07-25, 11:35–11:43 (US/Eastern), Tomatis Auditorium
Unsupervised feature selection methods are well sought after in the analysis of high-dimensional genomics data. The recent development of spatially resolved technologies poses novel computational challenges, including the identification and ranking of genes that vary spatially, i.e. spatially variable genes (SVG). While many SVG methods have been proposed to model continuous normalized gene expression data, they are susceptible to any bias attributed to normalization strategies and vulnerable to the violation of isotropic assumption, leading to erroneous findings. While few available count-based SVG methods are theoretically sound, they are computationally prohibitive and less palatable for real-world application. To address these challenges, we propose a scalable approach that extends the generalized geoadditive framework to the analysis of spatially resolved transcriptomics data. Our method identifies genes whose expression exhibits spatial patterns and accounts for effect differences across pre-defined spatial domains when applicable. In addition, our method provides flexibility in modeling raw gene expression data, accommodating multiple count-based distributions including Poisson, Negative Binomial and Tweedie.

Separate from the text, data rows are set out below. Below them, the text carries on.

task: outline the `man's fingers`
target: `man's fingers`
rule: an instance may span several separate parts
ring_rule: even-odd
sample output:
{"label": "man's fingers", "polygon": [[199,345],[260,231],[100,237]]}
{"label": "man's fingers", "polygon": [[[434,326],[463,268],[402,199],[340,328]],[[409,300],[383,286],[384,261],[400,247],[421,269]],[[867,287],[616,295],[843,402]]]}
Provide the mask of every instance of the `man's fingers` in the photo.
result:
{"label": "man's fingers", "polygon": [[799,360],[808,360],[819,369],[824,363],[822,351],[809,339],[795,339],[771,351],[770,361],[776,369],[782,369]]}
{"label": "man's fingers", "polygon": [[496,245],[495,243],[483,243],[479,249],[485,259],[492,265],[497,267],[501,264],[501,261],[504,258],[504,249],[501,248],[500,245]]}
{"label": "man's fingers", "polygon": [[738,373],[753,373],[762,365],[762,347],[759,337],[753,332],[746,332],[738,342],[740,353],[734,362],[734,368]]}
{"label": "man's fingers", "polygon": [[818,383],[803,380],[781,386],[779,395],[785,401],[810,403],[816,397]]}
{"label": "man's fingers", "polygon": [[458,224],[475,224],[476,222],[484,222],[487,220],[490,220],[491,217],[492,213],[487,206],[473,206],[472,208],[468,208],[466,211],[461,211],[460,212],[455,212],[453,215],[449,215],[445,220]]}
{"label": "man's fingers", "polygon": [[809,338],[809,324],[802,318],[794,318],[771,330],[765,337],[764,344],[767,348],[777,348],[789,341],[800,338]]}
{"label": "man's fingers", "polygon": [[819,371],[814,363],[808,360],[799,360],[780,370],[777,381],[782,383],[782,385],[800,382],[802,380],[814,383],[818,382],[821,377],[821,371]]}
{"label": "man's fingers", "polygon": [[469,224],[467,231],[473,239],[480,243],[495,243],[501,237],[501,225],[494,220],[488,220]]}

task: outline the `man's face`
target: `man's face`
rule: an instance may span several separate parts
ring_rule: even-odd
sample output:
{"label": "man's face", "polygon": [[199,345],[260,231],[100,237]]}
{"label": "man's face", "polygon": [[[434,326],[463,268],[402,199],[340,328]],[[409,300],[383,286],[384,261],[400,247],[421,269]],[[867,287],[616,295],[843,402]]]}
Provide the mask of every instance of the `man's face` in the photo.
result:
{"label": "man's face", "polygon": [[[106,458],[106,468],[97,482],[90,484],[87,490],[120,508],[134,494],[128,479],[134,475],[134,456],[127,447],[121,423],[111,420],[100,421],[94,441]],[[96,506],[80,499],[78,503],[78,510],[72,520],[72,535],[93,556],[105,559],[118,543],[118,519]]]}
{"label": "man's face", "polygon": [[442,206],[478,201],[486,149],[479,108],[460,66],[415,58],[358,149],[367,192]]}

In simulation studies and real-world applications, we demonstrate that our proposed count-based models outperform the state-of-the-art SVG methods.
Boyi Guo is an applied statistician and biomedical data scientist working at the intersection of machine learning, computational omics, and population health. His research concentrates on developing statistically rigorous and computationally scalable machine-learning methods, as well as open-source software, that integrates population-scale multi-omics data to uncover functional mechanisms that explain disease heterogeneity.